Something is surely happening all around us in the world and definitely also within us. God and we are partners in what is happening. Do we want to re-write gruesome stories? God inspires us to do so, if only we are willing. He respects our freedom, and that's why we see evil in all its form. But we can do something about it, by being God's partners in re-creating the world. Instead of complaining about the disorder that we see around, can we do something about it like St John Mary Vianney?

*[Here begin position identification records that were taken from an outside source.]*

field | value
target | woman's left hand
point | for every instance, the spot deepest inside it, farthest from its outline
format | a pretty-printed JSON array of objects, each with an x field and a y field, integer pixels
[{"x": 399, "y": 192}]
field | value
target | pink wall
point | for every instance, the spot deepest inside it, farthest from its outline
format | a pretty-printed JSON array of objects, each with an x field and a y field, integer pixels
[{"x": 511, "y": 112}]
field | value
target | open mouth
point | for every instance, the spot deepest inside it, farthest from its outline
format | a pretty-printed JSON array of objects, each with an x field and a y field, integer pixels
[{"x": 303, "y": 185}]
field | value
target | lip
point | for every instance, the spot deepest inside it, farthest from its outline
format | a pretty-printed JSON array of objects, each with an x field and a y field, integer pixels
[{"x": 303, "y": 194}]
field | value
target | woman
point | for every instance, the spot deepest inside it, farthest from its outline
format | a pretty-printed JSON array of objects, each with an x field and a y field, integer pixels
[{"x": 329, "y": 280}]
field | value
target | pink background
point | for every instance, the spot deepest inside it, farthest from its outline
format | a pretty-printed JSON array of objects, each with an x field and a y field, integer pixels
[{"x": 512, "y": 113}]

John Mary Vianney (1786-1859), famously known as the Curé of Ars, was the son of a peasant farmer, and a slow and unpromising candidate for the priesthood. But eventually he was one of the many who redefined priesthood. What he did to the isolated village of Ars-en-Dombes as its parish priest remains as the model for every priest, every pastor. He just served in only one place all his life. His holiness made this obscure village into a place of pilgrimage, and above all the parishioners into God-fearing, nay, God-loving persons. The villagers were converted back to God, thanks to the relentless and humble pastoral service of this man. Though a dull student in his seminary days, John Mary became a noted preacher, and a celebrated confessor: such was his fame, and his reputation for insight into his penitents’ souls and their futures, that he had to spend up to eighteen hours a day in the confessional, so great was the demand. Tens of thousands of people came to visit this great pastor, that the French State recognised his eminence by awarding him the medal of the Légion d’Honneur in 1848, but he sold it and gave the money to the poor.

A single person has the tremendous power to re-write stories and re-create lives, as the life of John Mary Vianney shows. It is the power of our love and service, not talents and great abilities that will lead people to God's love. He needs our humility, availabillity and instrumentality, not our great learning and talents.